A typical document will cover most aspects related to cultivating a crop, ranging from land preparation to harvest. Each section within a document targets a given problem or issue, and each subsection embodies a specialization of that issue. For example, a section called ˜Diseases will have as its subsections most diseases that are likely to affect a given crop. Similarly, a section covering operations will cover all agricultural operations that apply to that crop (irrigation, fertilization, etc.).

In this case and in similar cases, there are two elements that can work to the advantage of an intelligent search. The first is that the main elements of search can be identified beforehand over a broad class of documents. ˜Diseases and ˜Operations are two examples of search categories that can be readily identified. The second element is that individual mappings of instances related to the categories are more or less the same across all documents, and they are featured in either section or subsection headings. For instance, ˜Fertilization, ˜Irrigation and ˜Land Preparation all belong to the class of agricultural operations, while ˜Powdery Mildew belongs to the class of agricultural diseases. These classes and their instances will usually generalize across all crops. So, the individual instances of these general categories embody background knowledge that can be added to individual document segments as metadata.

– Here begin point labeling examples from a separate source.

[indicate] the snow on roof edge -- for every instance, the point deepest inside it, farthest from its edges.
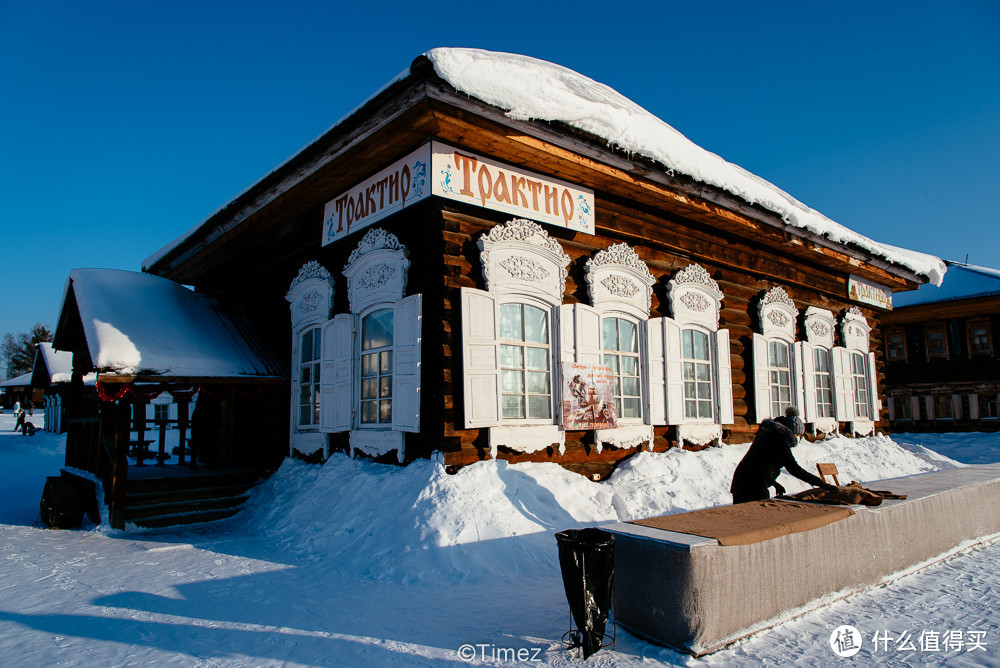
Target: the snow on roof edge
(532, 89)
(500, 79)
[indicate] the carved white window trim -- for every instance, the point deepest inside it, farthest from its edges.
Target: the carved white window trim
(310, 299)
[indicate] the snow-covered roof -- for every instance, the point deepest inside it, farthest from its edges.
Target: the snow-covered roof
(532, 89)
(963, 281)
(58, 363)
(142, 324)
(17, 381)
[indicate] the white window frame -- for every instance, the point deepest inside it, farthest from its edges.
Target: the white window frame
(376, 273)
(777, 317)
(523, 344)
(361, 353)
(820, 330)
(310, 298)
(855, 333)
(620, 285)
(521, 263)
(695, 302)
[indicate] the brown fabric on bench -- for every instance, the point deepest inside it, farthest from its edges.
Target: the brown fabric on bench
(750, 522)
(848, 495)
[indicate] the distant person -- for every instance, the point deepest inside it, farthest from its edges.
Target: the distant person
(770, 451)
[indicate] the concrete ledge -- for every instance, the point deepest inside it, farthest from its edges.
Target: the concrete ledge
(697, 596)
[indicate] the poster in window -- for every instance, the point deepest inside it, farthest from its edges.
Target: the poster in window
(588, 398)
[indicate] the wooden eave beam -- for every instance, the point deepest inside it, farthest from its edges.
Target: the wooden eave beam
(571, 155)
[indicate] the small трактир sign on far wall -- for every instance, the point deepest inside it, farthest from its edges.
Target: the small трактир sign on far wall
(438, 169)
(867, 292)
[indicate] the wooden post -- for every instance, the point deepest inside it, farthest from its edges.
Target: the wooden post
(182, 424)
(162, 455)
(118, 428)
(139, 420)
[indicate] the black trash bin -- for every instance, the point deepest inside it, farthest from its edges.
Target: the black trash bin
(587, 562)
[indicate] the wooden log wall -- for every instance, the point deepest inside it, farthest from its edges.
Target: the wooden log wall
(744, 274)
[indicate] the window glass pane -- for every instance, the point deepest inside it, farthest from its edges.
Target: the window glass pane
(538, 358)
(305, 351)
(513, 406)
(700, 345)
(612, 361)
(609, 333)
(369, 365)
(368, 386)
(376, 329)
(629, 336)
(512, 381)
(512, 357)
(510, 322)
(630, 408)
(538, 383)
(536, 325)
(539, 407)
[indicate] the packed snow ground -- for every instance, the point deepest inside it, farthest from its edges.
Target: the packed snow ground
(353, 563)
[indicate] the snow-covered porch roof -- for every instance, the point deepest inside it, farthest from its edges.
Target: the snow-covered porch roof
(139, 327)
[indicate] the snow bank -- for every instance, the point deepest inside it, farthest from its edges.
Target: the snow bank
(417, 523)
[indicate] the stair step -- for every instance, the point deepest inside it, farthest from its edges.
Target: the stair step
(148, 497)
(133, 513)
(162, 521)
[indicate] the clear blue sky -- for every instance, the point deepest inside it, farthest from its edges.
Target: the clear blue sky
(124, 124)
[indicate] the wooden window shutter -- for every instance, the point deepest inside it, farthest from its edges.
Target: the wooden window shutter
(674, 365)
(762, 379)
(406, 338)
(580, 334)
(843, 385)
(337, 381)
(656, 372)
(805, 352)
(798, 376)
(481, 358)
(725, 371)
(873, 397)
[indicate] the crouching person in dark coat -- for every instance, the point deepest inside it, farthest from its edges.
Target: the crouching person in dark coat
(770, 451)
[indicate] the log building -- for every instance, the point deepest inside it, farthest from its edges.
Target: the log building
(447, 277)
(943, 365)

There are some cases, however, when a general category can be identified, but the instances of which will rarely recur across a document set. Crop ˜Varieties is an example. In most extension documents, there is usually a section on varieties with various subsections on each variety and its different features. The name of a crop variety is specific to that crop and, as such, cannot be used as a general search term . To enable the location of information on any given variety for a given crop, the hierarchy of the document itself can be utilized to infer that each subsection of any section covering ˜Varieties is an instance of the general category ˜variety.

Generally speaking, augmenting various document sections with metadata involves a number of steps, which can be summarized as follows :

Identifying the various categories onto which various document sections can be mapped.
Acquiring and representing background knowledge in a way that can facilitate the mapping of various document sections into the identified categories.
Segmenting various documents and employing background knowledge to map each document section to its corresponding category.
Storing structured index information in a persistent data store, such as a database, or converting the document into an alternate representation (e.g., XML).
Providing a user interface to enable searches across indexed documents.